My script is basic and my test manual: I run in parallel the same with python-Binance and compare timestamps visually.
market = 'BTCUSDT'
a_prev = {}
ubldc = BinanceLocalDepthCacheManager(exchange="binance.com")
ubldc.create_depth_cache(markets=market, update_interval=100)
while True:
if not ubldc.is_depth_cache_synchronized(market):
print(f"is_synchronized: {ubldc.is_depth_cache_synchronized(market)}")
try:
a = {'bids': ubldc.get_bids(market=market)[:1], 'asks': ubldc.get_asks(market=market)[:1]}
if a != a_prev:
print(a, time.time())
a_prev = a
except DepthCacheOutOfSync as error_msg:
print(f"ERROR: {error_msg}")
Hello Oliver,
I am also experiencing problems using python-finance as well as Futures-for-Binance so I'd like to give your library a try. Is there a reason your BinanceLocalDepthCacheManager does not support margin trading ? And by the way, was the latency problem versus python-binance fixed. Thanks in advance and congratulations on a very nice library!
Kind regards, Andre
Thanks for the message that we are now equally fast! Maybe we are even faster now :)

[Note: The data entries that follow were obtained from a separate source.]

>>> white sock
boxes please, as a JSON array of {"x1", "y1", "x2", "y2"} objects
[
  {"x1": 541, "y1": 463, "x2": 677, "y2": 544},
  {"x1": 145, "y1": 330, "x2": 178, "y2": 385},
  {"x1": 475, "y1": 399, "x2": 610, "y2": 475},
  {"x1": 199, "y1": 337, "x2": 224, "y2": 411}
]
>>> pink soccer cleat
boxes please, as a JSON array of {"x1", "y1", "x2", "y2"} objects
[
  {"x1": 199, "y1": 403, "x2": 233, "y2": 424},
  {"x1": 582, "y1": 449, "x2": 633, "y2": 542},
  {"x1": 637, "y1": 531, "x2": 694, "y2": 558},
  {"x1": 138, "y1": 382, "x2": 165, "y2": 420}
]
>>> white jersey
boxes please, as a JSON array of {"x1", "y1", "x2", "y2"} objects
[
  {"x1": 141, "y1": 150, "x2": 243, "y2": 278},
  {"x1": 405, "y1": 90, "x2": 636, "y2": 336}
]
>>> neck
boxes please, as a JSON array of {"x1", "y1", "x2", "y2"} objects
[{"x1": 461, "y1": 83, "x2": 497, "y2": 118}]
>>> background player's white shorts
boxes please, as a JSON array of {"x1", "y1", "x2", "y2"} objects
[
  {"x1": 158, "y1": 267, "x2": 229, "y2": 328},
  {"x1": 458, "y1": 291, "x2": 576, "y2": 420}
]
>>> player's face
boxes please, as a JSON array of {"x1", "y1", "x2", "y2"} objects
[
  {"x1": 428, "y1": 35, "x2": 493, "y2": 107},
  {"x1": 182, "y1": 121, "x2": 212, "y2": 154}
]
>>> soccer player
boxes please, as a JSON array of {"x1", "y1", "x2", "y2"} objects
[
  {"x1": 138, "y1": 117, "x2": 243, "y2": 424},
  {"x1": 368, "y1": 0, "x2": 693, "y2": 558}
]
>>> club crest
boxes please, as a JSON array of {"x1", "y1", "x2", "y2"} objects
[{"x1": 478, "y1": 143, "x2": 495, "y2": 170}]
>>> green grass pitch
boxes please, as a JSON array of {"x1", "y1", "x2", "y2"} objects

Our very latest release which will be released in the next few days runs completely as a compiled C-Extention and uses this new UBWA interface, which is fast, robust and guarantees an ordered sequence of data in an asynchronous context (best mix of speed and reliability in terms of data order and stability): https://github.com/LUCIT-Systems-and-Development/unicorn-binance-websocket-api?tab=readme-ov-file#or-await-the-stream-data-in-an-asyncio-coroutine
The advantage of UNICORN Binance Local Depth Cache arises above all when used in larger environments under high load.
It would be nice to get a new comparison test with python-binance and the binance-connector after the release.